Senators Edward J. Markey (D-Mass.) and Mike Lee (R-Utah), members of the Commerce, Science and Transportation Committee, called on the Department of Homeland Security (DHS) to answer important questions about its biometric exit program, which is currently operating at nine U.S. international airports.
Currently, DHS requires travelers, including U.S. citizens, departing on select international flights to submit to a face scan so that their faces can be compared to a DHS biometric database for identity verification purposes. In their letter, Senator Markey and Lee query DHS about the accuracy, efficacy and transparency of the program. The senators highlight that under DHS’s true accept rate goal, there would still be a false denial for one in 25 travelers. That means thousands of travelers could be wrongfully denied boarding each day.
“We are concerned that the use of the program on U.S. citizens remains facially unauthorized,” write Senators Markey and Lee to DHS Secretary Kirstjen Nielson. “We request that DHS stop the expansion of this program and provide Congress with its explicit statutory authority to use and expand a biometric exit program on U.S. citizens.”
A copy of the letter can be found HERE.
Specifically, the Senators request more information from DHS on accuracy concerns and potential flaws in the scanning technology, how the program will not unduly burden travelers, including certain races or gender, how the program is improving visa overstay travel fraud, and the authority of DHS to expand the program when Congress has intentionally not authorized biometric exit scanning for U.S. citizens.

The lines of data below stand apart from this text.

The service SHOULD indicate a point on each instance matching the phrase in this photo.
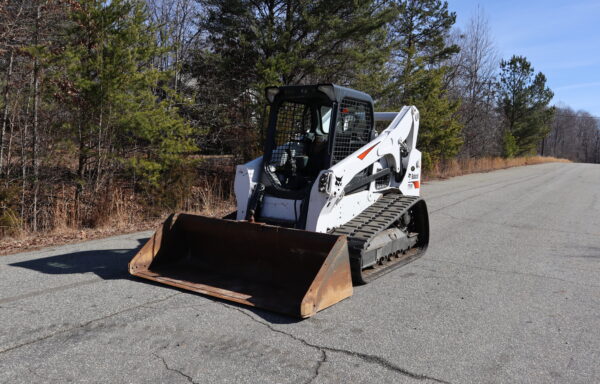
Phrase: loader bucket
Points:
(284, 270)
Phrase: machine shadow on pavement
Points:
(107, 264)
(111, 264)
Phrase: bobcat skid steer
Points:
(330, 203)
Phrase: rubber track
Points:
(387, 210)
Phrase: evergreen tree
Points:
(254, 44)
(120, 110)
(523, 99)
(419, 40)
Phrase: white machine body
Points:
(329, 207)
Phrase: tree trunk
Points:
(5, 110)
(34, 133)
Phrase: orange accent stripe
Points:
(365, 153)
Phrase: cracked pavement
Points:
(507, 292)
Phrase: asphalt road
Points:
(508, 292)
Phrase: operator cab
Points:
(311, 128)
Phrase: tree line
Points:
(101, 99)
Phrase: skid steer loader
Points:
(330, 203)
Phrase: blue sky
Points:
(560, 38)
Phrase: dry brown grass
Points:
(120, 211)
(458, 167)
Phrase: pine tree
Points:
(254, 44)
(524, 99)
(121, 111)
(419, 40)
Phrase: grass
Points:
(120, 212)
(458, 167)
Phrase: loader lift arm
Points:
(330, 203)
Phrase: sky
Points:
(560, 38)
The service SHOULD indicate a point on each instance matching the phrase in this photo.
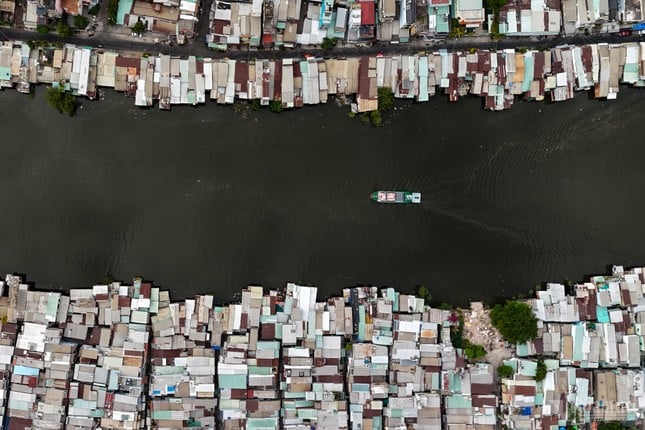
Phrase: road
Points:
(198, 48)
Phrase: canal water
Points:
(208, 199)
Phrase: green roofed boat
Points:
(401, 197)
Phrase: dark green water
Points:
(205, 200)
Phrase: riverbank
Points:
(497, 77)
(127, 356)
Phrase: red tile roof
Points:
(368, 12)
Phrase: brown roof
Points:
(481, 388)
(70, 6)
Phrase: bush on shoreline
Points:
(515, 321)
(60, 100)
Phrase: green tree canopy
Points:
(63, 29)
(540, 372)
(60, 100)
(80, 21)
(139, 27)
(473, 351)
(515, 321)
(385, 99)
(495, 5)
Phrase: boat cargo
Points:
(402, 197)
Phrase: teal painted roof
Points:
(125, 6)
(528, 368)
(232, 381)
(458, 402)
(602, 314)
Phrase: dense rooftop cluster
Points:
(497, 77)
(127, 357)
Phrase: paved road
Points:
(198, 48)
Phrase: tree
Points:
(60, 100)
(113, 9)
(505, 371)
(385, 99)
(139, 27)
(515, 321)
(540, 372)
(495, 5)
(473, 351)
(63, 29)
(80, 21)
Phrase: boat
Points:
(402, 197)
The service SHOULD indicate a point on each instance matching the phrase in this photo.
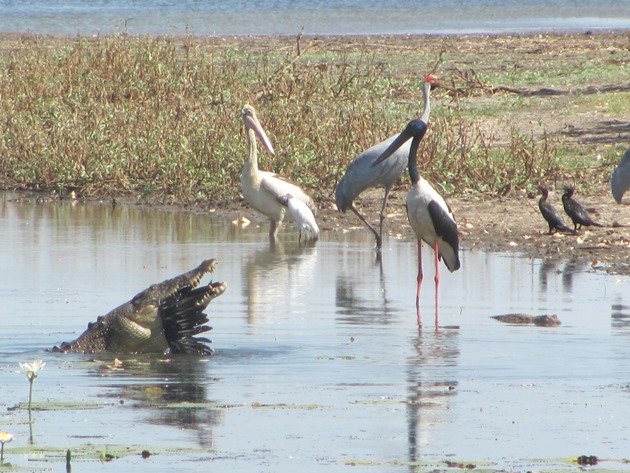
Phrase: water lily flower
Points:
(32, 369)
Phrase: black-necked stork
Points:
(363, 173)
(267, 192)
(550, 214)
(575, 211)
(429, 216)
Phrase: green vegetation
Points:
(159, 118)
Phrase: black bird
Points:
(551, 215)
(575, 211)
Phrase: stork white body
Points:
(424, 223)
(302, 215)
(264, 190)
(620, 179)
(429, 216)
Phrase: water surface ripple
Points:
(319, 364)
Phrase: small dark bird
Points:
(575, 211)
(551, 215)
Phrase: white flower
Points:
(32, 369)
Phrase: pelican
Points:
(620, 179)
(363, 173)
(550, 214)
(575, 211)
(266, 191)
(429, 215)
(302, 215)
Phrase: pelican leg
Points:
(376, 235)
(419, 278)
(382, 214)
(436, 251)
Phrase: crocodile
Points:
(164, 318)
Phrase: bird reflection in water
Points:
(547, 267)
(620, 316)
(279, 276)
(431, 384)
(353, 308)
(157, 383)
(570, 269)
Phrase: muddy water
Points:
(319, 363)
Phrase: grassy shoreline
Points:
(158, 118)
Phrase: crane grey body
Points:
(429, 215)
(363, 174)
(620, 179)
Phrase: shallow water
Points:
(265, 17)
(319, 362)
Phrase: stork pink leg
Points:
(436, 251)
(419, 278)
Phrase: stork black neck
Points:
(419, 130)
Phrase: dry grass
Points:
(159, 118)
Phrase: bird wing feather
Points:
(445, 227)
(361, 175)
(278, 186)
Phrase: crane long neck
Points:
(426, 95)
(414, 174)
(252, 155)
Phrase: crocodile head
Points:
(164, 318)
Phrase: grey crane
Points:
(362, 173)
(428, 213)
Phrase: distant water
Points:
(324, 17)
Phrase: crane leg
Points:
(376, 235)
(273, 229)
(436, 251)
(382, 214)
(419, 278)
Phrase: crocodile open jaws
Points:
(164, 318)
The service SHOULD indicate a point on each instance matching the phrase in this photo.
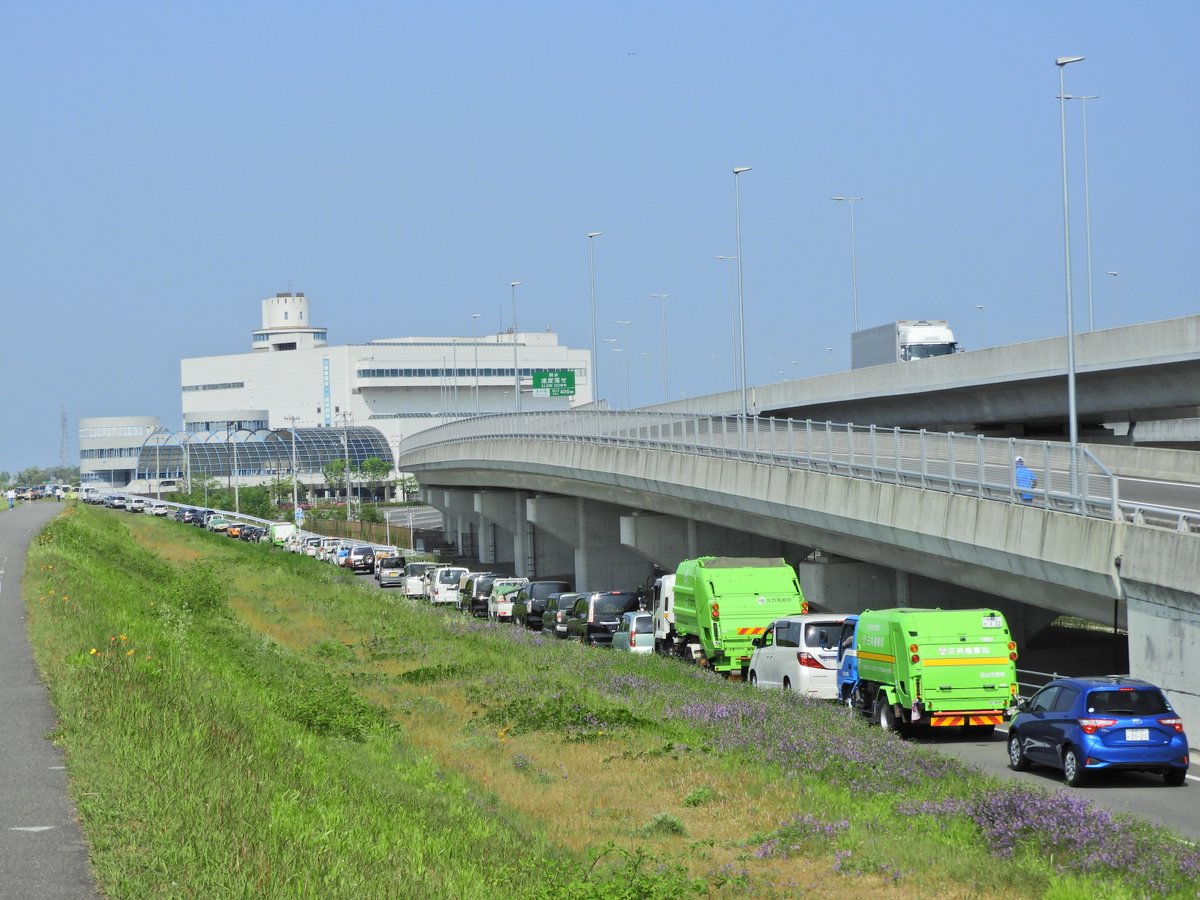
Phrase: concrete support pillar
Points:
(499, 523)
(601, 561)
(555, 521)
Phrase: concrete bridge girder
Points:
(667, 540)
(1055, 562)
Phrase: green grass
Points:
(241, 721)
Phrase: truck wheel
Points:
(887, 715)
(1017, 761)
(978, 731)
(1073, 772)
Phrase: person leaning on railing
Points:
(1025, 479)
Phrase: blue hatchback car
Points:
(1085, 725)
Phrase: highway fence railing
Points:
(1065, 478)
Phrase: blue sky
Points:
(167, 166)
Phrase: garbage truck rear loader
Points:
(713, 607)
(936, 667)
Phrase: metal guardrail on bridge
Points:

The Center on Privacy and Technology at Georgetown University Law Center issued a report that revealed that while Congress has on nine separate occasions called on DHS to establish a “biometric exit” program to verify the identities of foreign nationals as they leave the country, Congress has not authorized face scans of American citizens. DHS also has not established rules governing the program. DHS also does not know whether it wrongly rejects people at higher rates as a result of their race or gender.